SESSION DE 2012-2013

21 FÉVRIER 2013


Révision du titre II de la Constitution, en vue d'y insérer un article nouveau permettant de garantir la jouissance des droits et libertés aux personnes handicapées

(Déclaration du pouvoir législatif, voir le « Moniteur belge » nº 135, deuxième édition du 7 mai 2010)


Proposition de révision de la Constitution visant à insérer, au titre II de la Constitution, un article 22ter garantissant le droit des personnes handicapées de bénéficier des mesures appropriées qui leur assurent l'autonomie et une intégration culturelle, sociale et professionnelle


RAPPORT FAIT AU NOM DE LA COMMISSION DES AFFAIRES INSTITUTIONNELLES PAR MM. CLAES ET DEPREZ


La Commission des Affaires institutionnelles a examiné la présente proposition de révision de la Constitution au cours de ses réunions du 24 et 31 janvier 2013.

Le présent rapport a été soumis à la commission pour approbation le 21 février 2013.

I. EXPOSÉ DE M. DELPÉRÉE

La présente proposition de révision de la Constitution repose sur une proposition de consensus déposée au Sénat par MM. Monfils et Delpérée le 8 décembre 2009 sous la précédente législature (doc. Sénat, nº 4-1531/1 — 2009/2010). Cette proposition découlait elle-même des propositions déposées individuellement par MM. Monfils et Delpérée respectivement le 14 novembre 2007 et le 10 mars 2009 (doc. Sénat, nos 4-393/1 — 2007/2008 et 4-1205/1 — 2008/2009). À l'issue d'une première discussion en commission, les deux sénateurs ont décidé d'unir leurs forces et de déposer la proposition de consensus précitée (voir le rapport de commission de MM. Mahoux et Van Den Driessche, doc. Sénat, nº 4-1531/3 — 2009/2010).

Le 10 décembre 2009, la commission des Affaires institutionnelles a adopté cette proposition, après l'avoir amendée, à l'unanimité des 12 membres présents. Ensuite, l'unique article visant à insérer un nouvel article 22ter a été adopté en séance plénière du 14 janvier 2010 par 51 voix et 1 abstention, après quoi le texte a été transmis à la Chambre des représentants (doc. Chambre, nº 52-2368/1). Cette dernière n'a plus eu l'occasion d'examiner le projet, les Chambres ayant été dissoutes le 7 mai 2010.

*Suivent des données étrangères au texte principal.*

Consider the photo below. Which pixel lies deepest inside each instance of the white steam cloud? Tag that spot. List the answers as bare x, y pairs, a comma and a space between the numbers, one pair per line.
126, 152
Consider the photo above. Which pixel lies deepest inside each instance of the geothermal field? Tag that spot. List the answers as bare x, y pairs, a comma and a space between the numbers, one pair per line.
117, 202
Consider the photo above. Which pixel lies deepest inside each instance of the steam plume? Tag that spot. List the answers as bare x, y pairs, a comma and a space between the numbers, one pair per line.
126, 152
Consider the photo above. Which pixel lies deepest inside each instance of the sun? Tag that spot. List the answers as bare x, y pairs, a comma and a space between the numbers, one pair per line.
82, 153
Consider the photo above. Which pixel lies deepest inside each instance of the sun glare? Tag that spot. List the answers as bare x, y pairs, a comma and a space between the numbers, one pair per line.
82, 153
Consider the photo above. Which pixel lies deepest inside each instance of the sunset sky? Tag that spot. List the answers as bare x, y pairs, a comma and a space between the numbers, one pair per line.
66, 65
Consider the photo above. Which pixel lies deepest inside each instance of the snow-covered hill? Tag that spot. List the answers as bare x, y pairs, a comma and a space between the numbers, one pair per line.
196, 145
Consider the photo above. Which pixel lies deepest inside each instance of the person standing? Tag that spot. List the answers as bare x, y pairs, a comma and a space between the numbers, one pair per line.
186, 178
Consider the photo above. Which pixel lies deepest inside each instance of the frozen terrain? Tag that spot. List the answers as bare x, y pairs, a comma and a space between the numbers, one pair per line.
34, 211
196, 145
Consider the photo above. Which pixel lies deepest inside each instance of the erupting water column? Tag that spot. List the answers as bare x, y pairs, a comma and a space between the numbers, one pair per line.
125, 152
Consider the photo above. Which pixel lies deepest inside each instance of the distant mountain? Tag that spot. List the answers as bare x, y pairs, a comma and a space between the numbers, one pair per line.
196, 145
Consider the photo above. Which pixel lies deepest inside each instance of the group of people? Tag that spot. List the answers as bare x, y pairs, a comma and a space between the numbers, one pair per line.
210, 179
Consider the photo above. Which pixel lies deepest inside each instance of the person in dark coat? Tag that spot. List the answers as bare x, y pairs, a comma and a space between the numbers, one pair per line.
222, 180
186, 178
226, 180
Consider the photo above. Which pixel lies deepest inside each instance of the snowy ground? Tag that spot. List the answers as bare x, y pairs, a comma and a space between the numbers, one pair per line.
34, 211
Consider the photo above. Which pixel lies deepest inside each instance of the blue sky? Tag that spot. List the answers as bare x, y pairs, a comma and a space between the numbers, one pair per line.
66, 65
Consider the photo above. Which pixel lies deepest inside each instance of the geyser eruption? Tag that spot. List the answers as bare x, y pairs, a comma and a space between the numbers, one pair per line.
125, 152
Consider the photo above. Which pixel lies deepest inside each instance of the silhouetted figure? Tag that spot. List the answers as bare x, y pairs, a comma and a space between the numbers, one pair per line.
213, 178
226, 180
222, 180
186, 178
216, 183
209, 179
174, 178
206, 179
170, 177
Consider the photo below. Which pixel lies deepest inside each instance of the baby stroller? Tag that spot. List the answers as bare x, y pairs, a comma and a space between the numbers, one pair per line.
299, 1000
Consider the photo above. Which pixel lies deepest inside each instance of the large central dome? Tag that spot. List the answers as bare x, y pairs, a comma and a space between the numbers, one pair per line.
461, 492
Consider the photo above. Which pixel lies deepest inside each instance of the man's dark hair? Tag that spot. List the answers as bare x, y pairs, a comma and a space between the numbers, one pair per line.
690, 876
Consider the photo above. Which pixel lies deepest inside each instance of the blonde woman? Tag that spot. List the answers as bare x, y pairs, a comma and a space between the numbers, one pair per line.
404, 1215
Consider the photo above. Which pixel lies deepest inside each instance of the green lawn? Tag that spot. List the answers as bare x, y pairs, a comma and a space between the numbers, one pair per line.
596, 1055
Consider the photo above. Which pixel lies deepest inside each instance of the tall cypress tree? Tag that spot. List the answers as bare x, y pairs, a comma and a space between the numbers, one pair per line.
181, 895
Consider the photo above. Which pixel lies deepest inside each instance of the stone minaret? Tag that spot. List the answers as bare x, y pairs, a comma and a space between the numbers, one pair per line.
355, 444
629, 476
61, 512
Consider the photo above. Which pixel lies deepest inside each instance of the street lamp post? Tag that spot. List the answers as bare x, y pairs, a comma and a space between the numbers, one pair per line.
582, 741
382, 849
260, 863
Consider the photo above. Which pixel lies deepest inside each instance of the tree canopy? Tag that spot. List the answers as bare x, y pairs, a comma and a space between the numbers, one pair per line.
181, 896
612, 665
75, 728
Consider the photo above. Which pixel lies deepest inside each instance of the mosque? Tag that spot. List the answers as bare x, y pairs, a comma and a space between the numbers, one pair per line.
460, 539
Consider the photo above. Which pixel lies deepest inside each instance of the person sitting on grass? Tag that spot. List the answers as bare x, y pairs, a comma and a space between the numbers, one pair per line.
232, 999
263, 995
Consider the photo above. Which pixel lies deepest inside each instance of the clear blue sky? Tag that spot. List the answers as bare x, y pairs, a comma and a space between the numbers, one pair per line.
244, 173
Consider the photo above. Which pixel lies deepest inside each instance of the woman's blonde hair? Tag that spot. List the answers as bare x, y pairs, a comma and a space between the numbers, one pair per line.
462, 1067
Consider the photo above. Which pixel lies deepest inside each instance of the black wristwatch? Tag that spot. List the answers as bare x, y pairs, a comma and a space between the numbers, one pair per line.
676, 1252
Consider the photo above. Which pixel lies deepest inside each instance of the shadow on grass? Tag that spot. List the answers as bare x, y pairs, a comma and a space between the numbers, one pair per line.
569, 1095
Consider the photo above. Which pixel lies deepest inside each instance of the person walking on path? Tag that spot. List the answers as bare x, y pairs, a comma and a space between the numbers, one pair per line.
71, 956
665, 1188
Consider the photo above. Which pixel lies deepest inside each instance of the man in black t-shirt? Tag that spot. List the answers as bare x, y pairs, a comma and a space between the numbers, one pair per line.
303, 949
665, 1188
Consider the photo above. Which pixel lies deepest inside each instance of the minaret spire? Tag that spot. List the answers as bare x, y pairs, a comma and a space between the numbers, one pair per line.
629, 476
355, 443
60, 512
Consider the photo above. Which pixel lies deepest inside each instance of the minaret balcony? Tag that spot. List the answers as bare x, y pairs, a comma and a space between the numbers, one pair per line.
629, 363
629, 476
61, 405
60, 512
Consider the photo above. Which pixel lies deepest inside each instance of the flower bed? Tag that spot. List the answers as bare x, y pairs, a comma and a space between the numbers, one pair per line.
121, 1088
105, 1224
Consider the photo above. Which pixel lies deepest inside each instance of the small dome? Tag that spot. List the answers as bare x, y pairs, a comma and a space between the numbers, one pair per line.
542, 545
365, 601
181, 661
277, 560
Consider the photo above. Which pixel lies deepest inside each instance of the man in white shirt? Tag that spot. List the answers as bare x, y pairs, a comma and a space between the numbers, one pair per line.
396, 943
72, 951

L'article 195 de la Constitution prévoit qu'en pareil cas, la procédure de révision doit être refaite dans son intégralité, à commencer par la déclaration de révision de la Constitution. Cette première étape a été franchie lors de la déclaration de révision du 7 mai 2010, dans laquelle les Chambres et le Roi déclarent qu'il y a lieu à la révision notamment du titre II de la Constitution, en vue d'y insérer un article nouveau permettant de garantir la jouissance des droits et libertés aux personnes handicapées (Moniteur belge, deuxième édition, du 7 mai 2010). Le 22 septembre 2010, M. Delpérée a déposé la proposition visant à insérer, au titre II de la Constitution, un article 22ter garantissant le droit des personnes handicapées de bénéficier des mesures appropriées qui leur assurent l'autonomie et une intégration culturelle, sociale et professionnelle (doc. Sénat, nº 5-139/1 — S.E. 2010). Cette proposition reprend mot pour mot le texte de la proposition adoptée par le Sénat le 14 janvier 2010.

On peut espérer que le Sénat adoptera une nouvelle fois cette proposition à un large consensus pour que la Chambre puisse en débattre.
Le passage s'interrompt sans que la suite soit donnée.